Underlying Obama’s entire thesis is the work of two economists, Thomas Piketty and Emmanuel Saez. According to them, median American incomes rose just 3.2% from 1979 through 2007. (All figures are inflation adjusted.)
So what happened to the rest of the dough? The top 10%, 1% and 0.1% grabbed all the money. Or pretty much most of it. Time to crank up taxes on the rich and spend more on the middle class. It’s not overstating things to say that the findings of Piketty and Saez form the very heart of Obamanomics, giving a powerful economic rationale for Obama policies such as ending the upper-end Bush tax cuts to Obamacare to the Buffett Rule.
But it’s just not true, according to a new study in National Tax Journal from researchers at Cornell University. (Here’s an earlier, working-paper version.) The academics, led by economist Richard Burkhauser, don’t say the findings of Piketty and Saez are wrong — just incredibly, massively incomplete. According to the Cornell study, median household income – properly measured – rose 36.7%, not 3.2% like Piketty and Saez argue. That’s a big miss.
And all income levels got richer. Yes, the very rich did exceptionally well, mostly due to technology and globalization. Incomes rose 63% for the top 5%, 56% for the top 10% and 52.6% for the top 20%. But everyone else made out pretty well, too. Incomes rose 40.4% for households between the 60th and 80th percentiles, 36.9% for the next quintile, 25.0% for the next, and 26.4% for the bottom 20%. There’s the “shared prosperity” Obama says he wants, right in front of his eyes. (Indeed, the study finds, income inequality has actually been shrinking since 1989, with the Gini index falling to 0.362 from 0.372.)
As the Cornell study concludes:
Income inequality increased in the United States not because the rich got richer, the poor got poorer and the middle class stagnated, but because the rich got richer at a faster rate than the middle and poorer quintiles and this mostly occurred in the 1980s. .. the apparent failure of the median American to benefit from economic growth can largely be explained by the use of an income measure for this purpose which does not fully capture what is actually happening to the resources available to middle class individuals.
See, Piketty and Saez made lots of odd choices about what to measure and how to measure it. They chose to measure something called “tax units” rather than households, a move which ignores the statistical impact — including economies of scale — of couples who cohabitate, kids who move back in with their parents after college, and senior parents who live with their adult children.
They chose to ignore the value of all government transfers — including welfare, Social Security, and other government provided cash assistance — received by the household.
They chose to ignore the role of taxes and tax credits.
They chose to ignore the value of healthcare benefits. In short, Piketty and Saez ignored a lot of stuff. […]

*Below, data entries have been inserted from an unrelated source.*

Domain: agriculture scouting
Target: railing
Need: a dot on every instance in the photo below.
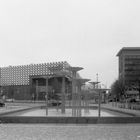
(133, 106)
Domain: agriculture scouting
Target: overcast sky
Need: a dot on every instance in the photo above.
(85, 33)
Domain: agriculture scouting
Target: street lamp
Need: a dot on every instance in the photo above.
(80, 82)
(74, 71)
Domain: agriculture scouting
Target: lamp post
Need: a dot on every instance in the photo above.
(63, 74)
(80, 82)
(74, 70)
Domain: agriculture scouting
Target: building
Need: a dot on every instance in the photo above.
(129, 66)
(27, 81)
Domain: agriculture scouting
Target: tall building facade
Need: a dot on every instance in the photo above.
(129, 66)
(21, 82)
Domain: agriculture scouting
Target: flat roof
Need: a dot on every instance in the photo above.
(128, 49)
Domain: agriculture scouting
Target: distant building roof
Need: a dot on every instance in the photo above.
(128, 49)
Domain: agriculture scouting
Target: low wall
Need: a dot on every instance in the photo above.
(70, 120)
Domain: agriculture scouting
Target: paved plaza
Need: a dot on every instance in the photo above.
(69, 132)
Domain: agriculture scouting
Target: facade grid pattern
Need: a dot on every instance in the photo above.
(20, 75)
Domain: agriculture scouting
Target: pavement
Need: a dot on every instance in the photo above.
(69, 132)
(112, 107)
(15, 106)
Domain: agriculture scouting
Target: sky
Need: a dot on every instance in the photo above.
(85, 33)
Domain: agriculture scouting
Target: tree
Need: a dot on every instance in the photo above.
(118, 89)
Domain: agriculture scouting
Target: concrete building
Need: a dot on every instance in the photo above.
(23, 82)
(129, 66)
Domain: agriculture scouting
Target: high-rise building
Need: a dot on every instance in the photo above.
(20, 82)
(129, 66)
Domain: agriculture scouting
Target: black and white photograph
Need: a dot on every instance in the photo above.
(69, 70)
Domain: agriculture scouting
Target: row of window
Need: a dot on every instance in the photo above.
(19, 75)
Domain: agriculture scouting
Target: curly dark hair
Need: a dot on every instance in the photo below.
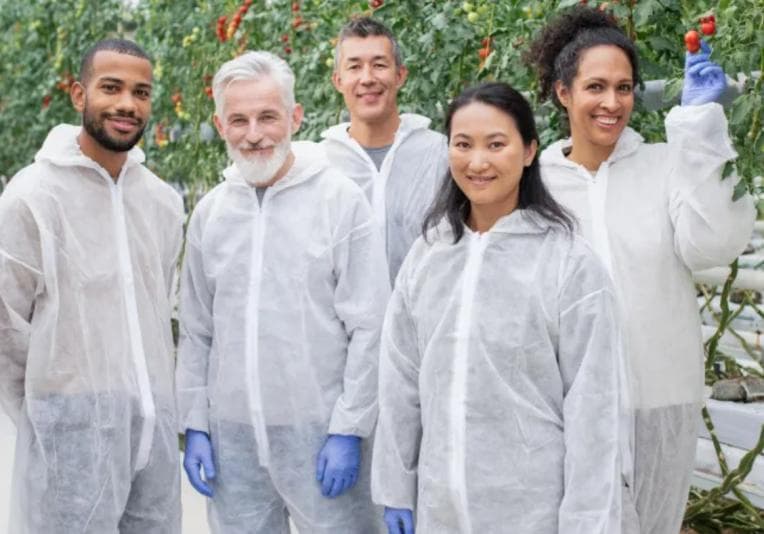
(556, 52)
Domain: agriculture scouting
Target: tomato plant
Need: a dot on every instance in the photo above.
(447, 45)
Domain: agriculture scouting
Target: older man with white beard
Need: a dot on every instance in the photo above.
(282, 299)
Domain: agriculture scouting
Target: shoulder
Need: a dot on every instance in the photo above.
(161, 192)
(582, 268)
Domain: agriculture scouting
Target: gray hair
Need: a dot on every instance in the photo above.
(254, 66)
(367, 27)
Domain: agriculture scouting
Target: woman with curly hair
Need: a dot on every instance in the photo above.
(654, 213)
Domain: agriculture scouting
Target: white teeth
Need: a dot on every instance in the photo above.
(607, 120)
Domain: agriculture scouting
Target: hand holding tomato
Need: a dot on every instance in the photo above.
(704, 80)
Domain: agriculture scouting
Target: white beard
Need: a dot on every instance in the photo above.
(257, 170)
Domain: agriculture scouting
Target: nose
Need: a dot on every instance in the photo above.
(610, 100)
(478, 162)
(254, 133)
(366, 75)
(126, 102)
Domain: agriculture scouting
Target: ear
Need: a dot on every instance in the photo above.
(218, 125)
(530, 152)
(403, 74)
(563, 93)
(297, 116)
(336, 79)
(77, 96)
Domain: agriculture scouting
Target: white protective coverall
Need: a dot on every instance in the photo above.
(655, 213)
(281, 312)
(499, 378)
(403, 189)
(86, 351)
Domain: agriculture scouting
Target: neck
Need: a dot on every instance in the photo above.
(281, 172)
(589, 155)
(482, 218)
(375, 134)
(108, 159)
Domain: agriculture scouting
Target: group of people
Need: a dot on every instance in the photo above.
(475, 335)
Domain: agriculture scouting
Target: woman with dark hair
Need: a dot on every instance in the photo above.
(654, 213)
(499, 372)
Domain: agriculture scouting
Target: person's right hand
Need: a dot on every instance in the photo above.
(198, 455)
(399, 520)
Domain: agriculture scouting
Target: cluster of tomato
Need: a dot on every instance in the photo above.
(224, 32)
(692, 37)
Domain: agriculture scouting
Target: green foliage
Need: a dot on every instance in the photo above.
(41, 43)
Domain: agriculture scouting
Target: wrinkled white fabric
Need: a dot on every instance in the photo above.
(499, 379)
(281, 310)
(654, 213)
(86, 270)
(403, 189)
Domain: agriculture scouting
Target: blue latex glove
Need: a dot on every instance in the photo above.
(704, 80)
(399, 521)
(338, 464)
(198, 455)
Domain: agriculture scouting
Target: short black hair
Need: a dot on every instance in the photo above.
(453, 205)
(121, 46)
(367, 27)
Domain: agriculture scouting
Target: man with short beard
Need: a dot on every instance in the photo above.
(89, 240)
(283, 294)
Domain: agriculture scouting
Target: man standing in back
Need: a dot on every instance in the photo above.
(88, 243)
(395, 158)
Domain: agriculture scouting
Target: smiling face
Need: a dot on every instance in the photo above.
(115, 101)
(257, 127)
(599, 101)
(487, 157)
(368, 78)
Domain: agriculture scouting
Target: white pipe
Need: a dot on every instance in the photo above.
(746, 278)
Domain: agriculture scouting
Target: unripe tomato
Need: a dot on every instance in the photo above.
(692, 41)
(708, 28)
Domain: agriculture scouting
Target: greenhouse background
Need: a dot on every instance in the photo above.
(447, 45)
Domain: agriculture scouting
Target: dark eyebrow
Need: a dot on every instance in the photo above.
(375, 58)
(603, 80)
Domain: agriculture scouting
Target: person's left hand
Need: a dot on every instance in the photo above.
(338, 464)
(704, 80)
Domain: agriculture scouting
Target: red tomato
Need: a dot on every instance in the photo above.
(692, 41)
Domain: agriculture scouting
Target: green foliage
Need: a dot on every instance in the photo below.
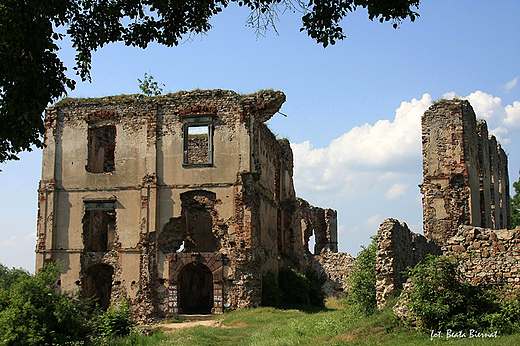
(362, 279)
(441, 300)
(33, 312)
(10, 276)
(316, 294)
(32, 75)
(515, 205)
(300, 289)
(117, 320)
(271, 293)
(148, 86)
(294, 287)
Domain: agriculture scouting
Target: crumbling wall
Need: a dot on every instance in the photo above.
(397, 249)
(337, 267)
(461, 165)
(319, 222)
(490, 257)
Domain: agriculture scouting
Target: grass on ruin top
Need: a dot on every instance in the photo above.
(338, 324)
(133, 97)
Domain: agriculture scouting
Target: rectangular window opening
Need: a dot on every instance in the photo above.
(99, 225)
(198, 145)
(102, 146)
(198, 140)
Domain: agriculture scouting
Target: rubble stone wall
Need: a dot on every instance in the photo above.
(337, 267)
(465, 172)
(397, 249)
(491, 257)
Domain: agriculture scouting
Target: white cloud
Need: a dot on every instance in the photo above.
(502, 121)
(512, 114)
(485, 105)
(364, 158)
(511, 84)
(373, 222)
(396, 191)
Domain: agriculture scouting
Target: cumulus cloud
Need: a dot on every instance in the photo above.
(396, 191)
(511, 84)
(366, 155)
(373, 222)
(503, 121)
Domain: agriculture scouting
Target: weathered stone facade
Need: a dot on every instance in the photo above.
(180, 201)
(397, 249)
(465, 205)
(490, 257)
(465, 172)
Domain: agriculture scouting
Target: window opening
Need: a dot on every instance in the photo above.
(312, 243)
(98, 284)
(198, 145)
(196, 289)
(99, 226)
(102, 146)
(198, 140)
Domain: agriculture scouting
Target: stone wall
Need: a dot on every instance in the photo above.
(337, 267)
(465, 172)
(397, 249)
(320, 222)
(491, 257)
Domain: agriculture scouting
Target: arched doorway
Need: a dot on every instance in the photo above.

[T]he tax and regulatory polices of the past three decades did not lead to stagnation for the middle class at the hands of the rapacious rich. Claims to the contrary — such as those made by Obama, the Occupy movement, and many liberal economists — never really passed the sniff test of anyone who lived through the past few decades. And now we know why: The inequality and stagnation alarmists were wrong. And so, therefore, is the economic rationale of the president’s class-warfare economic policies. Not that economics ever had much to do with them anyway.
Of course, studies are only numbers and in many ways they deal with theoreticals or probabilities. Which are only, like, probable. And made up of numbers. Which can sometimes disguise more important truths. Like, for instance, not numbers. Meaning there’s a good chance the study is racist.